National Park Horrors: The Steamwalkers of Yellowstone

Welcome back to another installation of National Park Horrors. Today, we will be looking at Yellowstone National Park in Wyoming, the first national park in the history of the United States. Although this park has been around since the 1870s and longer than any other park in the country, the secrets of the park have long been closely held. It wasn’t until a recent Freedom of Information Act request that the truth behind the various hot springs and geysers of the park were revealed. According to the released documents, this could potentially be one of the biggest conspiracies of the last 100 years. So gather around and let us tell you of the steamwalkers of Yellowstone.

If you aren’t already aware, Yellowstone National Park resides over one of the largest calderas in the world, a crater from a volcanic explosion somewhere around 640,000 years ago. Due to the impressive amount of molten lava and magma lying deep beneath the park, there are hot springs, geysers, mudpots, and fumaroles, each pushing hot water to the surface in different ways.

As you might imagine, this produces an incredible amount of steam that can obscure your vision and even potentially scald your skin if you get to close. The perfect cover for something ancient and sinister.

According to the reports we have reviewed, the first mention of these steamwalkers comes from members of the Shoshone tribe that called Yellowstone their home. The stories were passed down generation to generation and relayed to settlers there. “They swept into our camp like birds of prey, covering us and the entire valley in fog. When the steam lifted, several of our party had vanished, never to be seen again.
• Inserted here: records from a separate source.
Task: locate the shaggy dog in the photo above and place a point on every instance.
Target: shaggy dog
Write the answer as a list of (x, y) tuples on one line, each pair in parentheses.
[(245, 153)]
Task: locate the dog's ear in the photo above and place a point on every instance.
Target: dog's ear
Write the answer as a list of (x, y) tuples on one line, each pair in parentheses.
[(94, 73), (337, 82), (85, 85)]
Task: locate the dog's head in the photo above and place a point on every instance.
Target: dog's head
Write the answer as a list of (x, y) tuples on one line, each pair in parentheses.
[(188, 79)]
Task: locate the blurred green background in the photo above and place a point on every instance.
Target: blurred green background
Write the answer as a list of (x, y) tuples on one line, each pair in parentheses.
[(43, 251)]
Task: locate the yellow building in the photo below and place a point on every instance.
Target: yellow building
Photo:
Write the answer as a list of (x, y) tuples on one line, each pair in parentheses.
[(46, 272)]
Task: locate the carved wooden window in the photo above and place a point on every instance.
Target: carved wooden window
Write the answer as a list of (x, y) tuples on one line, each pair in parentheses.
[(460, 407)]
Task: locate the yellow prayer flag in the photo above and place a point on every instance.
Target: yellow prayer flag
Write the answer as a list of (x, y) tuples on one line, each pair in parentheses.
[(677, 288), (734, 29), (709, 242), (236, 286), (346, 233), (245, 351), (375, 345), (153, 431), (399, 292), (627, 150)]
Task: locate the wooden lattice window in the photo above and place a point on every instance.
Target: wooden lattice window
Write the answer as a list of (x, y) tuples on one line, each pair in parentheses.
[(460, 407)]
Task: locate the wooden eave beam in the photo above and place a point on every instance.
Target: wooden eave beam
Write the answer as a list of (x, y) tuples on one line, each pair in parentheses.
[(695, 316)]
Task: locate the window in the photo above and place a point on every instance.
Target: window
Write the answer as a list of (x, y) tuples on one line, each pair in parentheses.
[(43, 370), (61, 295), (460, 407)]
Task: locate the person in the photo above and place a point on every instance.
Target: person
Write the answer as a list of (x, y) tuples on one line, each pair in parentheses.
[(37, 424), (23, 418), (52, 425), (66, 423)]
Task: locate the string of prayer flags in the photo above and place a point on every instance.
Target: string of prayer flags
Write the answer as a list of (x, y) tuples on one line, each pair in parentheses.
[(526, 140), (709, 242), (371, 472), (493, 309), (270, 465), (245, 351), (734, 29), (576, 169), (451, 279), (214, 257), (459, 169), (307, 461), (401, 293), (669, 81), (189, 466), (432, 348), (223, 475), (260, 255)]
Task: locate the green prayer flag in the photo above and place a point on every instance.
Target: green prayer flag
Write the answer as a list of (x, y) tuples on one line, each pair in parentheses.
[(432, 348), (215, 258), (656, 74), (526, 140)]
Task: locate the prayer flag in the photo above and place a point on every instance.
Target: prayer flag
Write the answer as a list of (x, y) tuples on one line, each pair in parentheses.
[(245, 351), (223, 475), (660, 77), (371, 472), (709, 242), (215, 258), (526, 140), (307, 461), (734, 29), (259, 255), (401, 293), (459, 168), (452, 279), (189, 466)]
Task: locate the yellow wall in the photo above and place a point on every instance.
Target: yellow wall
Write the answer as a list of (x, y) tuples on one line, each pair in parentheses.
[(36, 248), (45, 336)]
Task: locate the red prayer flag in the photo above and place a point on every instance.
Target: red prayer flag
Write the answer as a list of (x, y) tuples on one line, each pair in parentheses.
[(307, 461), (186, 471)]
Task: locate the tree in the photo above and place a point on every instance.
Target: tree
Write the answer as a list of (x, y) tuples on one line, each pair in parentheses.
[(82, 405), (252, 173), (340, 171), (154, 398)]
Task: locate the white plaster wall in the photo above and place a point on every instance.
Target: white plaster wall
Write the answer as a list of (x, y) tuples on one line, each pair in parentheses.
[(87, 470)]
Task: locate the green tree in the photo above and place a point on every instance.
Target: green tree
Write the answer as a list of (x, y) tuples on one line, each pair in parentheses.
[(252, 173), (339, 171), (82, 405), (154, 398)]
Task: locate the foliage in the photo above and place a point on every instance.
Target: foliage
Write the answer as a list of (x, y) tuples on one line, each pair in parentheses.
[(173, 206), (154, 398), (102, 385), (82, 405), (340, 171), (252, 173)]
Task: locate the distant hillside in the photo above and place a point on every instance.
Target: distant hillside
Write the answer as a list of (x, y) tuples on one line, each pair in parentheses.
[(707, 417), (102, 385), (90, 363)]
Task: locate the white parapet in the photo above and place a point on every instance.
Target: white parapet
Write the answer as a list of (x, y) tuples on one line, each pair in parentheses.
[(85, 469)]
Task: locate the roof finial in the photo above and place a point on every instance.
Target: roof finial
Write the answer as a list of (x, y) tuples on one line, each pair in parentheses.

Only once did we find evidence of remains, months later, bubbling in the mud.”

When white settlers heard these stories, they didn’t believe the indigenous tribes, thinking they were just trying to scare them off. It wasn’t until a general by the name of Winston Clatter took a group of his men to the Middle Geyser Basin that they experienced the horror first-hand.

Here is an excerpt from his journal, dated July 2nd, 1888.

The steam came for us the way the natives described. We had set up camp beyond the Orange Lake and were in the process of skinning a buffalo when the steam rolled in. It wasn’t long before our fires were out and men began to scream out in agony. I knew I should go out and try to help them, but instead I cowered in my tent. Our group of 40 men was reduced to 10 in a matter of minutes. I can still hear the agony in their screams when I close my eyes at night.

Now, some 130 years later, the reports have died down, but many believe the steamwalkers are still out there. It’s possible that the released report is still redacting key information, with millions of visitors to the park each year, someone must have seen them. Although, it’s possible that due to the volume of potential victims, those who are taken no longer stand out.

The last report in the documents was from just a few years ago. We’ll leave you with the haunting entry.

I was walking with my husband near the Mud Volcano when a huge plume of steam erupted from its maw, leaving us in a void of white. I held onto his hand as best I could and looked into the fog, searching for his face. Staring back at me was a pile of slack skin, pulled thin across a jagged skull. Next thing I knew he was gone. I never saw him again.